Advanced HTML import procedures
Balázs Kis from Kilgray explains how the standard HTML filter in memoQ will not make some HTML attributes editable (e.g. IMG titles). As a workaround, you can use Import file as… and use the XML import file to specify how every single tag should be treated, so any tag attribute can be made editable. Interestingly, the XML files is always used, behind the scenes, when you import an HTML file using the standard settings.
Bilingual formats managed by memoQ
.TTX (you need to pre-segment TTX files before importing them into memoQ. Unless the file is pre-processed this way, there’s no guarantee that it will work when opening the file in TagEditor). Here’s where the option is located in Trados:
.SDLXLIFF, containing lots of Trados-specific metadata. You can process this type of file in memoQ, but some metadata (like segment status) will not be preserved.
.RTF multi-columnar export, allowing to use other tools or a word processor for reviewing the translation.

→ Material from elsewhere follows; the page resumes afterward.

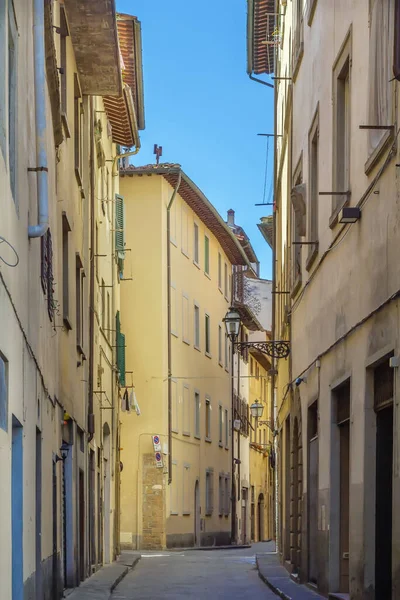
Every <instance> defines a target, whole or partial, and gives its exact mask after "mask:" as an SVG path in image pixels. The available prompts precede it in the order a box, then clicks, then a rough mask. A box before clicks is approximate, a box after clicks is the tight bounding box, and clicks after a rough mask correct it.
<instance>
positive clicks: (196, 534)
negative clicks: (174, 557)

This feature allows the project manager to create an offline project and send handoff packages (containing all the resources needed for carrying out the project, i.e. term bases, translation memories, non-translatables, etc.). If you assign different files to different users, memoQ will create as many packages as the number of translators, and include the translator’s name in its file name. The packages can contain TMX files if the translators have to work offline, or a .TMI file, which is a reference to the server TM, for server-based projects.